Mendel did endless experiments, crossing pea-plants of different characteristics and keeping meticulous records. His data showed how traits were inherited whole, and not "mixed" (given one blue-eyed parent and one brown-eyed parent, a child has either blue or brown eyes, not eyes which mix blue-brown). Mendel also discovered recessive genes.
Darwin spent over a decade sitting on the insights gleaned from his five-year trip on HMS Beagle. He was galvanised him into publication only when he learnt about Alfred Russel Wallace coming to similar conclusions while examining fauna in Asia and Australia. Mendel published in German in an obscure farmers' journal. It was in the early 1900s, after both giants had passed on, that researchers started putting their work together.
The word "gene" was coined in the early 1900s. That was when multiple experiments involving fruit flies, x-rays, climate control and so on offered insights into mutation and survival of the fittest. But the mechanics could only be inferred at that time and an imperfect understanding led to the perpetuation of several horrors.
Literally millions were tortured and killed by the high priests of the pseudo-science of eugenics. The concept of breeding for superior characteristics (and culling undesirable ones) was first mooted by Darwin's cousin, Francis Galton. It was pushed enthusiastically by all manner of racists, as well as by well-meaning cranks. It culminated in the genocidal Nazi programmes.
Meanwhile the Stalinist, Trofim Lysenko, embraced the pseudo-scientific twaddle of Lamarckism. Lysenko pretended to grow wheat in Siberia, and claimed his plants developed resistance to cold and passed that resistance onto their descendants. It was literally illegal to challenge Lysenko's nonsense. Lysenko-ism led to repeated famines and hobbled Soviet science for a generation.
In the 1950s, the quartet of James Watson, Francis Crick, Maurice Wilkins and Rosalind Franklin worked out the famous double-helix structure of DNA with each providing some insights. There have been innumerable major advances since, in gene-sequencing and gene-splicing; in the understanding of how bacteria share data, heritability; on-off switches for genes and so on. The human genome was sequenced quite recently and other genomes including those of our simian relatives, and octopi, are being tackled as you read this.

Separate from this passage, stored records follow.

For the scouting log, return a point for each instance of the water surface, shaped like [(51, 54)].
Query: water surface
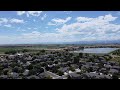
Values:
[(97, 50)]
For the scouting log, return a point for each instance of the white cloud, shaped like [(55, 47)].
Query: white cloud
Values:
[(8, 25), (42, 18), (20, 12), (91, 28), (49, 23), (3, 20), (58, 21), (84, 29), (28, 13), (16, 21)]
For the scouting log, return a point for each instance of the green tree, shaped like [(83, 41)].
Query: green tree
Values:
[(80, 55)]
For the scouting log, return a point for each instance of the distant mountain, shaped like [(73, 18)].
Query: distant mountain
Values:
[(95, 42)]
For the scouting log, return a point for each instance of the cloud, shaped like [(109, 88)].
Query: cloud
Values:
[(91, 28), (29, 13), (16, 21), (20, 12), (3, 20), (105, 18), (42, 18), (8, 25), (58, 21), (83, 29)]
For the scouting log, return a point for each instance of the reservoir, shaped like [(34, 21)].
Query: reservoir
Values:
[(96, 50)]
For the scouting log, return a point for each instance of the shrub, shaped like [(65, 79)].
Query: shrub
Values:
[(11, 52)]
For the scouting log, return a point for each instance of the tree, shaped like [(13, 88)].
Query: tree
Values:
[(30, 67), (76, 60), (43, 51), (25, 50), (60, 73), (11, 52), (80, 55), (16, 69)]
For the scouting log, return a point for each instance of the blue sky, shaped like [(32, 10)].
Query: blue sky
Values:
[(21, 27)]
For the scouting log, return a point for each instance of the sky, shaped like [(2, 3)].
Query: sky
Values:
[(33, 27)]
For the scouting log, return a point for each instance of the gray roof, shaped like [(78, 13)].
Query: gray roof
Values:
[(74, 75), (63, 69), (33, 76), (113, 71), (3, 77)]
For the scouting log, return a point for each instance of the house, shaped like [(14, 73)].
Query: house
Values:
[(113, 71), (3, 77), (63, 69), (43, 75), (74, 66), (74, 76), (33, 77), (26, 72), (116, 67), (14, 75)]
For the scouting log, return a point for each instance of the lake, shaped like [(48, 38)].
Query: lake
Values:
[(96, 50)]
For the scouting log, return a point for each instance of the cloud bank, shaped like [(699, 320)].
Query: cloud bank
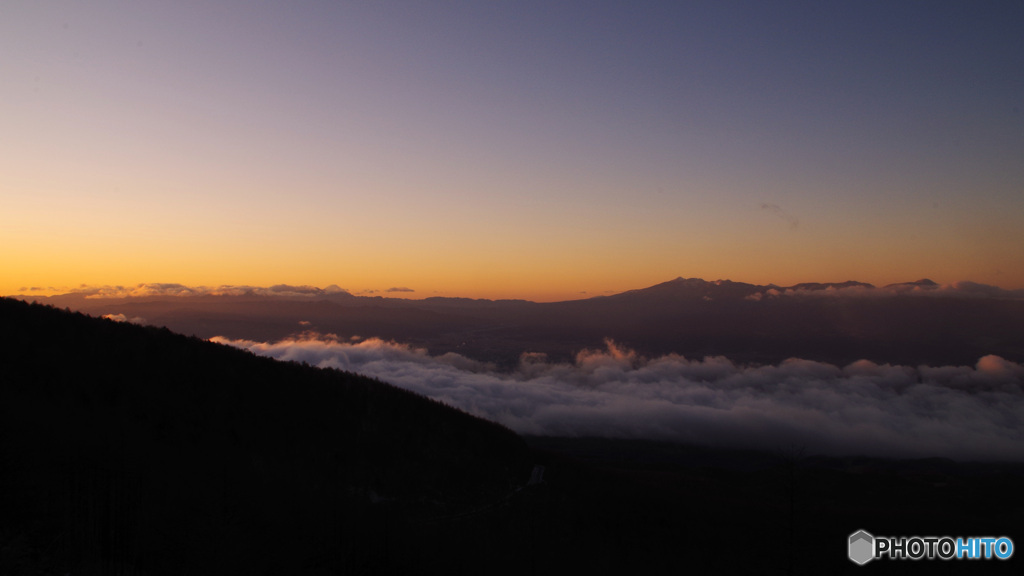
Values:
[(968, 413), (181, 290)]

New insights appear all the time and those insights trigger new moral dilemmas. Gender identity and sexual orientation for instance, are now known to be genetically linked. An enhanced ability to tamper with genes also creates new gray areas. Our knowledge will soon allow us to "build" descendants with "desirable" characteristics like high IQ, regular features, acceptable sexual orientations (whatever those are) and less susceptibility to disease.

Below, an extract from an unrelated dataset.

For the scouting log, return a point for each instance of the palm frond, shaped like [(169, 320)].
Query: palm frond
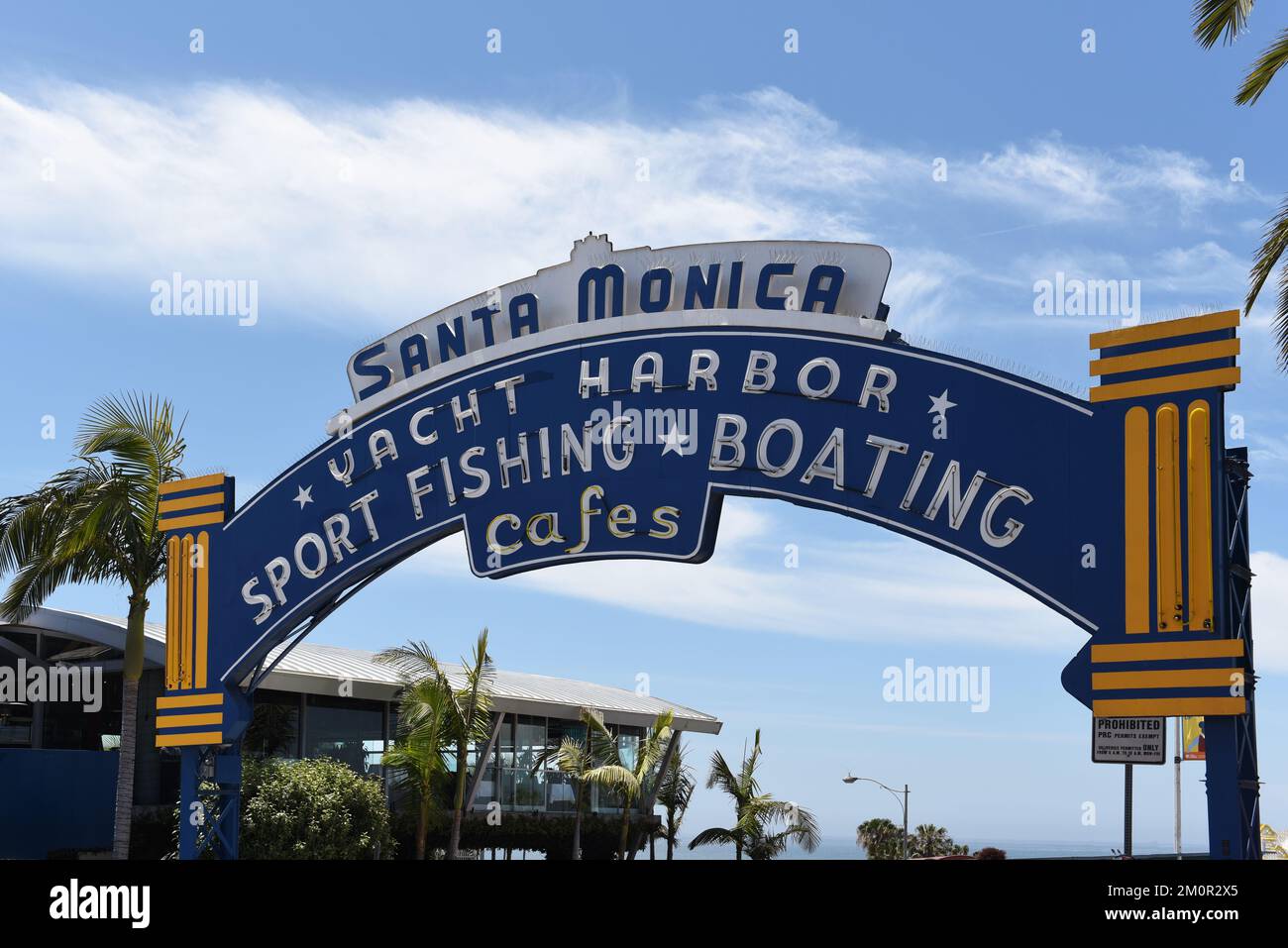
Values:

Will this lead to eugenics 2.0 with "undesirable" characteristics bred out? Well, Newton probably had Asperger's Syndrome and Alan Turing was gay. What if the genes for high IQ are inextricably linked to such "aberrations" This leads us to philosophical questions about redefining "desirable".

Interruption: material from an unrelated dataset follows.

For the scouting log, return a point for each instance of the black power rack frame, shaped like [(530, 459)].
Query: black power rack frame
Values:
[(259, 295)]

In the end, as Mr Mukherjee reminds us, we are all descendants of the same ur-mother, Mitochondrial Eve. We are also members of a young species, with less genetic diversity than chimpanzees and gorillas. The book paints the history of genetics across a big canvas. It's a fantastic introduction. But it will soon be outdated in some areas because the science is moving so fast. Read it anyway and hope that the next edition will be updated to reflect whatever changes.